Random Forest Results:
Accuracy: 0.9902597402597403
Precision: 1.0
Recall: 0.9798657718120806
F1 Score: 0.9898305084745763
Confusion Matrix:
[[159   0]
 [  3 146]]


#4. Include performance evaluation metrics for your model

In [40]:
from sklearn.metrics import accuracy_score, precision_score, recall_score, f1_score, confusion_matrix, mean_squared_error

# Assuming you've already split the dataset into training and testing sets (X_train, X_test, y_train, y_test)

# Initialize and train a model (e.g., Logistic Regression)
model = LogisticRegression(max_iter=1000)
model.fit(X_train, y_train)

# Make predictions on the test set
y_pred = model.predict(X_test)

# Calculate performance metrics
accuracy = accuracy_score(y_test, y_pred)
precision = precision_score(y_test, y_pred)
recall = recall_score(y_test, y_pred)
f1 = f1_score(y_test, y_pred)
conf_matrix = confusion_matrix(y_test, y_pred)

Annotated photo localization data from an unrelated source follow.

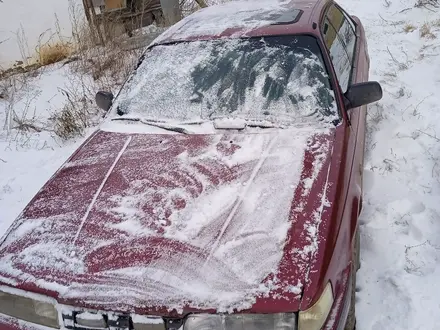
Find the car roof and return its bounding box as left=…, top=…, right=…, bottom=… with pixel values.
left=153, top=0, right=329, bottom=45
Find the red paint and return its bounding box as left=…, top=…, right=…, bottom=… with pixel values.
left=0, top=131, right=334, bottom=315
left=0, top=0, right=372, bottom=329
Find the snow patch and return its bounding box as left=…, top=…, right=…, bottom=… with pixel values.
left=337, top=0, right=440, bottom=328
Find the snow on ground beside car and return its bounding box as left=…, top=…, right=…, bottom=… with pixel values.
left=0, top=64, right=92, bottom=235
left=337, top=0, right=440, bottom=328
left=0, top=133, right=81, bottom=235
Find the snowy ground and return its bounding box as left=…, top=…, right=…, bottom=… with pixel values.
left=338, top=0, right=440, bottom=328
left=0, top=64, right=93, bottom=235
left=1, top=0, right=440, bottom=328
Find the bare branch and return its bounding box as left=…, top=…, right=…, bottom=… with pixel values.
left=417, top=129, right=440, bottom=142
left=387, top=46, right=408, bottom=70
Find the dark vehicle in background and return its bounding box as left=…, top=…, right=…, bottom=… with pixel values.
left=0, top=0, right=381, bottom=329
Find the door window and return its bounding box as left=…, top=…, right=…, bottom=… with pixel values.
left=327, top=5, right=356, bottom=64
left=322, top=4, right=357, bottom=92
left=322, top=18, right=351, bottom=92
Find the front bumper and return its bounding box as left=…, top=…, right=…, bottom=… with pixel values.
left=0, top=271, right=353, bottom=330
left=0, top=312, right=51, bottom=330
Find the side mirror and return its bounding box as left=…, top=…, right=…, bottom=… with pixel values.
left=95, top=91, right=114, bottom=111
left=344, top=81, right=383, bottom=110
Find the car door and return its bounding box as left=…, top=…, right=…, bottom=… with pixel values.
left=321, top=3, right=362, bottom=240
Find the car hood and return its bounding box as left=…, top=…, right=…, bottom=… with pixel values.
left=0, top=126, right=335, bottom=315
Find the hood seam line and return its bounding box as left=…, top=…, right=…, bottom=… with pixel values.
left=70, top=136, right=133, bottom=251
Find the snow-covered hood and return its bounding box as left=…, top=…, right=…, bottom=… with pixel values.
left=0, top=126, right=335, bottom=315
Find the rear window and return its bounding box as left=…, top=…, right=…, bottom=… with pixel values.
left=112, top=35, right=338, bottom=125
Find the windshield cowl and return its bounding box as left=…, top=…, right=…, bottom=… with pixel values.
left=108, top=115, right=337, bottom=137
left=212, top=117, right=285, bottom=130
left=111, top=115, right=286, bottom=134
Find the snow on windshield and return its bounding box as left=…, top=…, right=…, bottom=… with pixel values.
left=112, top=35, right=338, bottom=125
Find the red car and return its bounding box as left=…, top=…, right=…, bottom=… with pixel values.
left=0, top=0, right=382, bottom=329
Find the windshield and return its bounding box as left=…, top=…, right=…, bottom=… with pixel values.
left=111, top=35, right=338, bottom=125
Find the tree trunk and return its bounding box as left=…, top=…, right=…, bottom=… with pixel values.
left=82, top=0, right=105, bottom=45
left=195, top=0, right=208, bottom=8
left=159, top=0, right=182, bottom=26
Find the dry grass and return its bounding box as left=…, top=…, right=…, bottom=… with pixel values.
left=1, top=69, right=40, bottom=133
left=37, top=42, right=72, bottom=66
left=69, top=2, right=96, bottom=53
left=53, top=105, right=87, bottom=140
left=2, top=0, right=166, bottom=141
left=404, top=24, right=417, bottom=33
left=11, top=109, right=43, bottom=133
left=43, top=1, right=147, bottom=140
left=67, top=0, right=144, bottom=87
left=415, top=0, right=439, bottom=7
left=386, top=46, right=409, bottom=70
left=0, top=78, right=10, bottom=100
left=420, top=23, right=436, bottom=39
left=52, top=86, right=94, bottom=140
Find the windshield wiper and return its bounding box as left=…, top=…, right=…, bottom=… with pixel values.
left=112, top=117, right=193, bottom=134
left=245, top=120, right=284, bottom=129
left=212, top=117, right=285, bottom=130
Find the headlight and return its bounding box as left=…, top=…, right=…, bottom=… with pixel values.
left=298, top=282, right=333, bottom=330
left=0, top=291, right=59, bottom=328
left=184, top=313, right=296, bottom=330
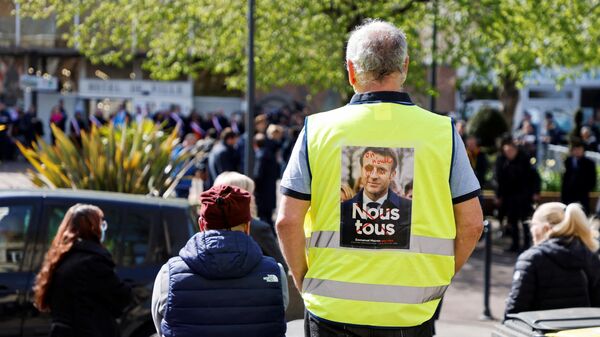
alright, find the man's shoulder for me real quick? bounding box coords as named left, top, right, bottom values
left=341, top=193, right=361, bottom=209
left=386, top=190, right=411, bottom=207
left=211, top=143, right=228, bottom=155
left=308, top=106, right=352, bottom=121
left=583, top=156, right=596, bottom=166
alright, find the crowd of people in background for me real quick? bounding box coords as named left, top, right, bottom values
left=455, top=107, right=600, bottom=254
left=3, top=96, right=600, bottom=234
left=0, top=97, right=306, bottom=227
left=0, top=100, right=44, bottom=160
left=184, top=106, right=304, bottom=226
left=449, top=107, right=600, bottom=325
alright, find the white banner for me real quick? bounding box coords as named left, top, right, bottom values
left=78, top=79, right=193, bottom=99
left=20, top=75, right=58, bottom=91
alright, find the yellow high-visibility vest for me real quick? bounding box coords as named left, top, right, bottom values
left=304, top=98, right=455, bottom=327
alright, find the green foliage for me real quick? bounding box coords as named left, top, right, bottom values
left=439, top=1, right=600, bottom=125
left=466, top=107, right=508, bottom=148
left=441, top=1, right=600, bottom=88
left=16, top=121, right=201, bottom=196
left=597, top=165, right=600, bottom=193
left=539, top=167, right=562, bottom=192
left=16, top=1, right=600, bottom=113
left=16, top=0, right=433, bottom=95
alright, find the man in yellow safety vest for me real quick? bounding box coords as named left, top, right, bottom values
left=276, top=19, right=483, bottom=337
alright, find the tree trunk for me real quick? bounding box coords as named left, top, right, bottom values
left=498, top=77, right=519, bottom=130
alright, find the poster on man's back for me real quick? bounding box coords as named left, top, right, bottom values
left=340, top=146, right=414, bottom=249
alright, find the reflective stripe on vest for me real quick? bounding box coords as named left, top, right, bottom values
left=307, top=230, right=454, bottom=256
left=304, top=101, right=455, bottom=327
left=303, top=278, right=448, bottom=304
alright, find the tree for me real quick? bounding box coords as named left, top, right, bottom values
left=18, top=1, right=600, bottom=125
left=439, top=0, right=600, bottom=126
left=17, top=0, right=432, bottom=98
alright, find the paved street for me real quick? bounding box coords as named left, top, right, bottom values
left=0, top=160, right=36, bottom=189
left=434, top=240, right=516, bottom=337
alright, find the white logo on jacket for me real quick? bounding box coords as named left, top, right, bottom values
left=263, top=274, right=279, bottom=283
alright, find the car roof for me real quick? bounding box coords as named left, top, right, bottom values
left=0, top=189, right=190, bottom=209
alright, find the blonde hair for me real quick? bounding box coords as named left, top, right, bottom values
left=213, top=171, right=257, bottom=218
left=341, top=183, right=355, bottom=201
left=532, top=202, right=599, bottom=252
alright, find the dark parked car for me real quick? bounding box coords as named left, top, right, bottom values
left=0, top=189, right=196, bottom=337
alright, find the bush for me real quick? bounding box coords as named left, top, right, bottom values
left=466, top=107, right=508, bottom=149
left=17, top=121, right=203, bottom=197
left=539, top=167, right=561, bottom=192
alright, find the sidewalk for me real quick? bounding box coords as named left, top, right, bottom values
left=435, top=240, right=516, bottom=337
left=0, top=160, right=36, bottom=189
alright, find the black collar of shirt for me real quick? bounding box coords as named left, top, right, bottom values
left=348, top=91, right=414, bottom=106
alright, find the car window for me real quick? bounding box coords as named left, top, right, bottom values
left=112, top=212, right=153, bottom=267
left=0, top=205, right=32, bottom=272
left=44, top=204, right=155, bottom=267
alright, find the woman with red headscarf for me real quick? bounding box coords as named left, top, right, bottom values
left=33, top=204, right=132, bottom=337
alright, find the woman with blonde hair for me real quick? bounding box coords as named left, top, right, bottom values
left=505, top=202, right=600, bottom=316
left=34, top=204, right=131, bottom=337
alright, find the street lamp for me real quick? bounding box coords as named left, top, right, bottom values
left=244, top=0, right=256, bottom=176
left=430, top=0, right=438, bottom=113
left=412, top=0, right=438, bottom=112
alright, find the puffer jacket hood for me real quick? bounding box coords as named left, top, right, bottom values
left=179, top=230, right=262, bottom=279
left=537, top=237, right=593, bottom=270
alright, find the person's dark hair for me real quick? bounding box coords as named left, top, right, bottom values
left=570, top=137, right=584, bottom=149
left=254, top=133, right=266, bottom=148
left=206, top=128, right=218, bottom=140
left=291, top=126, right=302, bottom=139
left=220, top=127, right=237, bottom=141
left=360, top=147, right=397, bottom=172
left=404, top=180, right=413, bottom=195
left=33, top=204, right=103, bottom=312
left=500, top=134, right=515, bottom=148
left=466, top=135, right=481, bottom=146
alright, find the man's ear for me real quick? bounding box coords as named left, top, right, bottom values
left=347, top=59, right=357, bottom=86
left=399, top=56, right=410, bottom=86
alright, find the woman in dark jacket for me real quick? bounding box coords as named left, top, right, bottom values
left=505, top=202, right=600, bottom=317
left=33, top=204, right=132, bottom=337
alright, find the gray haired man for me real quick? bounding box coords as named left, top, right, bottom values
left=276, top=20, right=483, bottom=337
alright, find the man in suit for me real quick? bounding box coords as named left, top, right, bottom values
left=341, top=147, right=412, bottom=249
left=253, top=133, right=280, bottom=226
left=562, top=140, right=597, bottom=214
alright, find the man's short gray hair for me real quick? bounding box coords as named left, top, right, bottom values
left=346, top=19, right=408, bottom=85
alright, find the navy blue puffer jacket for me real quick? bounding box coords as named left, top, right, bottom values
left=161, top=230, right=286, bottom=337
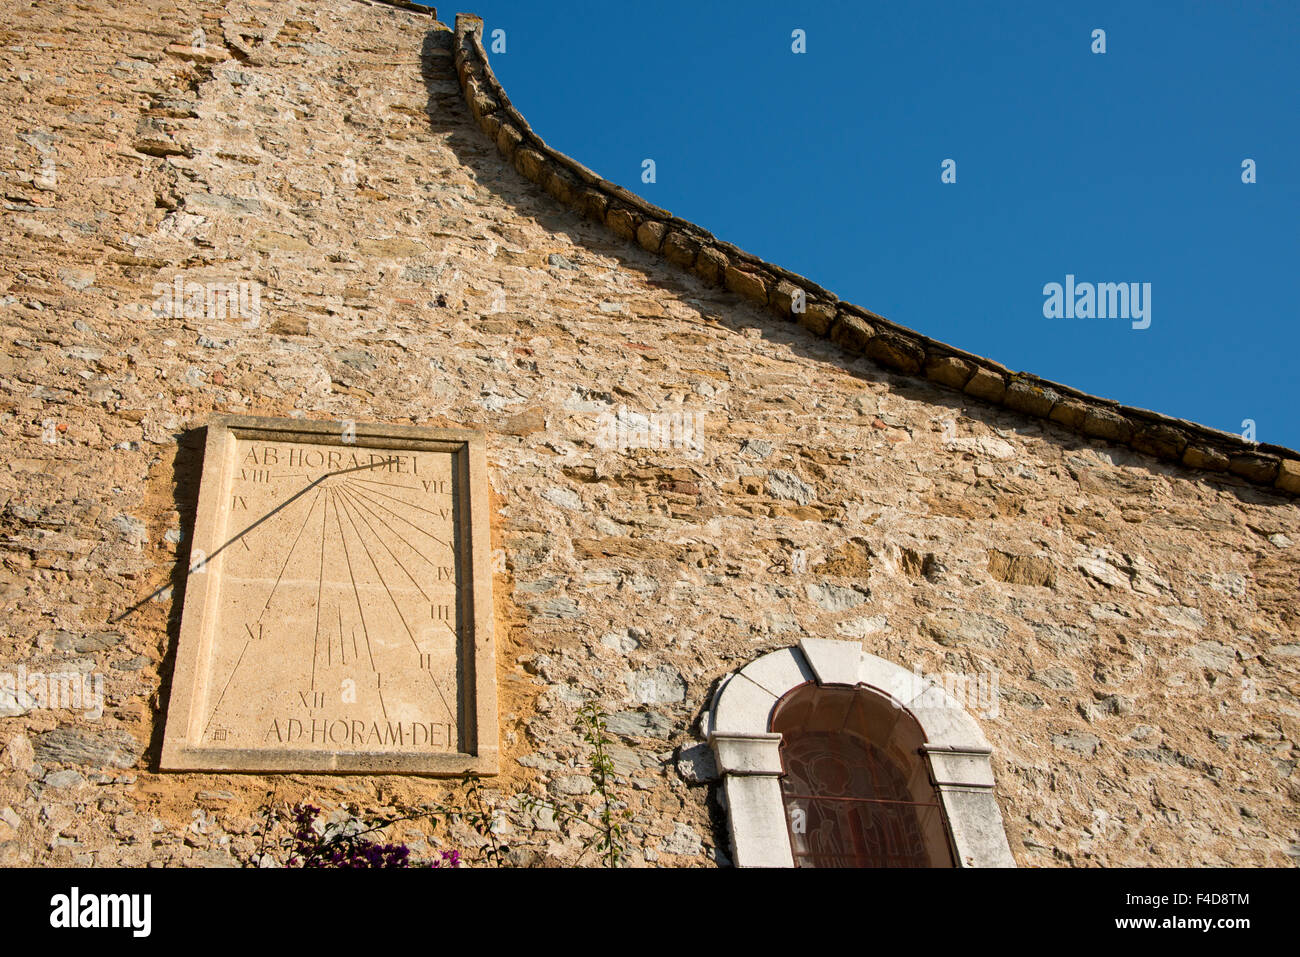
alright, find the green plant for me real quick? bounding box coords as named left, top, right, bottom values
left=522, top=703, right=635, bottom=867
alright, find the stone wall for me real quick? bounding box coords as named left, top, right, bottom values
left=0, top=0, right=1296, bottom=867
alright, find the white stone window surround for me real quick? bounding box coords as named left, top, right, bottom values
left=704, top=637, right=1016, bottom=868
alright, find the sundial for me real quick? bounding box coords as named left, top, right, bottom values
left=161, top=415, right=499, bottom=774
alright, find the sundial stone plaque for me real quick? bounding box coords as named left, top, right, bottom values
left=161, top=415, right=499, bottom=775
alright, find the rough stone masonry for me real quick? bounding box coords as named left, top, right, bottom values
left=0, top=0, right=1296, bottom=867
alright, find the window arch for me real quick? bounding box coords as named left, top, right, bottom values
left=772, top=683, right=954, bottom=867
left=704, top=638, right=1015, bottom=868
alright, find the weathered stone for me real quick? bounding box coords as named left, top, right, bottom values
left=1003, top=380, right=1058, bottom=418
left=723, top=264, right=769, bottom=305
left=660, top=822, right=702, bottom=856
left=635, top=220, right=666, bottom=253
left=268, top=315, right=310, bottom=336
left=1131, top=424, right=1188, bottom=461
left=1187, top=640, right=1235, bottom=671
left=661, top=231, right=699, bottom=268
left=798, top=301, right=836, bottom=336
left=58, top=267, right=96, bottom=291
left=987, top=550, right=1056, bottom=588
left=694, top=245, right=727, bottom=285
left=829, top=311, right=874, bottom=352
left=1033, top=667, right=1079, bottom=690
left=544, top=167, right=577, bottom=206
left=577, top=188, right=608, bottom=222
left=465, top=78, right=495, bottom=122
left=1275, top=458, right=1300, bottom=494
left=501, top=407, right=546, bottom=435
left=921, top=612, right=1007, bottom=649
left=605, top=710, right=673, bottom=739
left=675, top=742, right=719, bottom=783
left=3, top=734, right=33, bottom=771
left=1077, top=551, right=1131, bottom=589
left=769, top=280, right=802, bottom=319
left=513, top=147, right=547, bottom=183
left=133, top=136, right=189, bottom=158
left=625, top=665, right=686, bottom=704
left=526, top=596, right=581, bottom=619
left=765, top=469, right=815, bottom=504
left=865, top=333, right=924, bottom=375
left=1182, top=445, right=1230, bottom=471
left=925, top=354, right=974, bottom=390
left=605, top=205, right=640, bottom=241
left=493, top=121, right=520, bottom=157
left=357, top=236, right=427, bottom=258
left=251, top=231, right=313, bottom=253
left=600, top=630, right=640, bottom=653
left=552, top=774, right=593, bottom=796
left=1052, top=732, right=1100, bottom=756
left=73, top=632, right=121, bottom=653
left=1048, top=398, right=1089, bottom=430
left=964, top=367, right=1007, bottom=402
left=0, top=684, right=34, bottom=718
left=164, top=43, right=227, bottom=64
left=1228, top=453, right=1279, bottom=484
left=44, top=769, right=86, bottom=789
left=34, top=728, right=140, bottom=769
left=1081, top=408, right=1134, bottom=443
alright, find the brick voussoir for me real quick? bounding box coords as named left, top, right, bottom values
left=450, top=13, right=1300, bottom=495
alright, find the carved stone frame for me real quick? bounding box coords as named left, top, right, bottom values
left=161, top=415, right=499, bottom=776
left=704, top=637, right=1015, bottom=867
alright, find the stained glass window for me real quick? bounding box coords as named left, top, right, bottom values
left=771, top=683, right=954, bottom=868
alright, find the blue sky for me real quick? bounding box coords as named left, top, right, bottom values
left=421, top=1, right=1299, bottom=450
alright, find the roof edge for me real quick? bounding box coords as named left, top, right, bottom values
left=354, top=0, right=436, bottom=16
left=450, top=14, right=1300, bottom=497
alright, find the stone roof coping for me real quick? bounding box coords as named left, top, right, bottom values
left=448, top=13, right=1300, bottom=497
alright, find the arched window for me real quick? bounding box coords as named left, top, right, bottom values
left=705, top=638, right=1015, bottom=868
left=771, top=683, right=954, bottom=867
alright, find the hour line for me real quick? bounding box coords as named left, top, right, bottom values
left=334, top=490, right=422, bottom=655
left=330, top=488, right=378, bottom=673
left=256, top=487, right=324, bottom=623
left=427, top=671, right=453, bottom=723
left=334, top=485, right=438, bottom=603
left=352, top=476, right=433, bottom=491
left=344, top=479, right=456, bottom=534
left=334, top=483, right=446, bottom=569
left=202, top=637, right=251, bottom=738
left=341, top=482, right=453, bottom=550
left=312, top=490, right=331, bottom=689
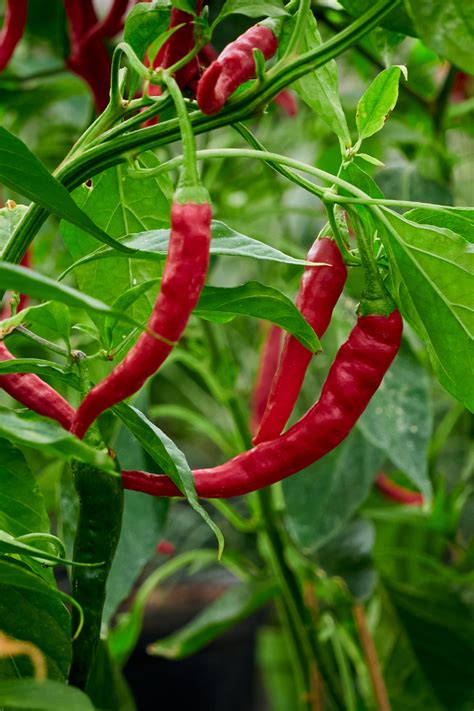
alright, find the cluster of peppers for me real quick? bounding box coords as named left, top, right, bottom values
left=0, top=2, right=415, bottom=504
left=0, top=3, right=420, bottom=688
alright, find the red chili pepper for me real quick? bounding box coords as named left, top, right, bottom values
left=0, top=341, right=75, bottom=430
left=0, top=0, right=28, bottom=72
left=122, top=310, right=403, bottom=498
left=72, top=200, right=212, bottom=440
left=156, top=539, right=175, bottom=556
left=197, top=24, right=278, bottom=115
left=274, top=89, right=298, bottom=117
left=254, top=237, right=347, bottom=444
left=375, top=473, right=423, bottom=506
left=250, top=324, right=282, bottom=436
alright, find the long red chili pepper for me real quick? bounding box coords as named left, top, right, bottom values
left=375, top=473, right=423, bottom=505
left=254, top=238, right=347, bottom=444
left=197, top=24, right=278, bottom=115
left=122, top=309, right=403, bottom=498
left=0, top=0, right=28, bottom=72
left=250, top=324, right=282, bottom=436
left=72, top=200, right=211, bottom=439
left=0, top=341, right=75, bottom=430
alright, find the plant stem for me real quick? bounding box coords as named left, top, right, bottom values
left=15, top=326, right=70, bottom=358
left=352, top=603, right=391, bottom=711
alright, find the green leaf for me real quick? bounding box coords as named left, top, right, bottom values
left=217, top=0, right=287, bottom=21
left=358, top=348, right=433, bottom=500
left=113, top=403, right=224, bottom=556
left=61, top=155, right=172, bottom=334
left=338, top=0, right=416, bottom=36
left=103, top=409, right=169, bottom=625
left=0, top=203, right=28, bottom=254
left=356, top=66, right=405, bottom=141
left=124, top=2, right=171, bottom=59
left=0, top=559, right=72, bottom=681
left=405, top=207, right=474, bottom=244
left=0, top=680, right=94, bottom=710
left=149, top=580, right=277, bottom=659
left=0, top=407, right=117, bottom=474
left=379, top=209, right=474, bottom=411
left=0, top=127, right=133, bottom=253
left=405, top=0, right=474, bottom=74
left=284, top=429, right=383, bottom=552
left=60, top=220, right=311, bottom=279
left=0, top=262, right=142, bottom=328
left=0, top=358, right=80, bottom=390
left=86, top=639, right=136, bottom=711
left=279, top=11, right=350, bottom=144
left=196, top=282, right=321, bottom=352
left=0, top=440, right=49, bottom=537
left=0, top=530, right=96, bottom=569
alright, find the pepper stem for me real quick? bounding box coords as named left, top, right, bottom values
left=160, top=71, right=208, bottom=203
left=349, top=208, right=394, bottom=316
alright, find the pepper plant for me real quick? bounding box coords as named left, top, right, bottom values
left=0, top=1, right=473, bottom=710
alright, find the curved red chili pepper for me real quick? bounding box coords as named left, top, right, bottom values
left=254, top=237, right=347, bottom=444
left=0, top=341, right=75, bottom=430
left=375, top=473, right=423, bottom=505
left=250, top=325, right=282, bottom=436
left=197, top=24, right=278, bottom=115
left=122, top=310, right=403, bottom=498
left=0, top=0, right=28, bottom=72
left=72, top=201, right=212, bottom=440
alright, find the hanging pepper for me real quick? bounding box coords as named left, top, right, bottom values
left=197, top=23, right=278, bottom=115
left=72, top=72, right=212, bottom=439
left=250, top=324, right=282, bottom=436
left=122, top=309, right=403, bottom=498
left=0, top=341, right=75, bottom=430
left=254, top=237, right=347, bottom=444
left=375, top=473, right=423, bottom=505
left=0, top=0, right=28, bottom=72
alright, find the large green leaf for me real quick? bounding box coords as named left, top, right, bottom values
left=60, top=220, right=311, bottom=279
left=0, top=127, right=132, bottom=253
left=124, top=1, right=170, bottom=59
left=0, top=440, right=49, bottom=538
left=358, top=348, right=433, bottom=500
left=217, top=0, right=287, bottom=21
left=0, top=680, right=93, bottom=710
left=279, top=10, right=350, bottom=144
left=0, top=560, right=71, bottom=681
left=149, top=580, right=276, bottom=659
left=379, top=209, right=474, bottom=411
left=0, top=358, right=80, bottom=391
left=405, top=0, right=474, bottom=73
left=61, top=153, right=172, bottom=331
left=405, top=207, right=474, bottom=243
left=196, top=282, right=321, bottom=352
left=284, top=429, right=384, bottom=552
left=0, top=407, right=117, bottom=474
left=113, top=403, right=223, bottom=555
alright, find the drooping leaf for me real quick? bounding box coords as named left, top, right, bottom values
left=149, top=580, right=277, bottom=659
left=379, top=209, right=474, bottom=411
left=113, top=403, right=223, bottom=555
left=196, top=281, right=321, bottom=352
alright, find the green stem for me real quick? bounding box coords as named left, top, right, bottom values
left=2, top=0, right=397, bottom=266
left=210, top=499, right=260, bottom=533
left=282, top=0, right=311, bottom=60
left=15, top=326, right=70, bottom=358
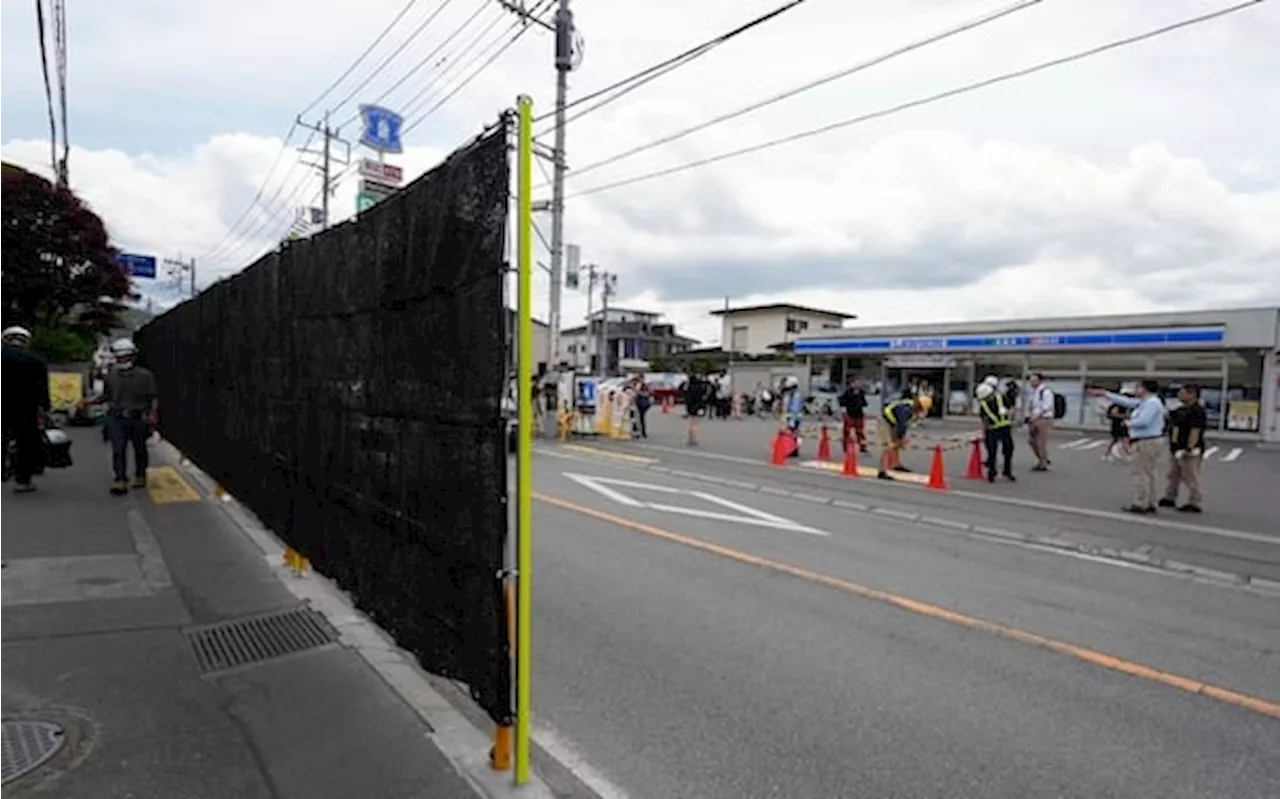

# For classification, MSE can be calculated, though it is unconventional
mse = mean_squared_error(y_test, y_pred)

# Print the results
print("Performance Metrics:")
print(f"Accuracy: {accuracy}")
print(f"Precision: {precision}")
print(f"Recall: {recall}")
print(f"F1 Score: {f1}")
print(f"Mean Squared Error (MSE): {mse}")
print(f"Confusion Matrix:\n{conf_matrix}")

Performance Metrics:
Accuracy: 0.8051948051948052
Precision: 0.7633136094674556
Recall: 0.8657718120805369
F1 Score: 0.8113207547169812
Mean Squared Error (MSE): 0.19480519480519481
Confusion Matrix:
[[119  40]
 [ 20 129]]


#Conclusion:
In this analysis, we predicted heart disease using models like Logistic Regression, Decision Tree, and Random Forest. After performing feature selection, Random Forest showed the best overall performance, offering high accuracy and robustness in predictions. Logistic Regression was simple and effective, while Decision Tree provided interpretability but was prone to overfitting. The models could help in the early detection of heart disease, leading to better patient outcomes.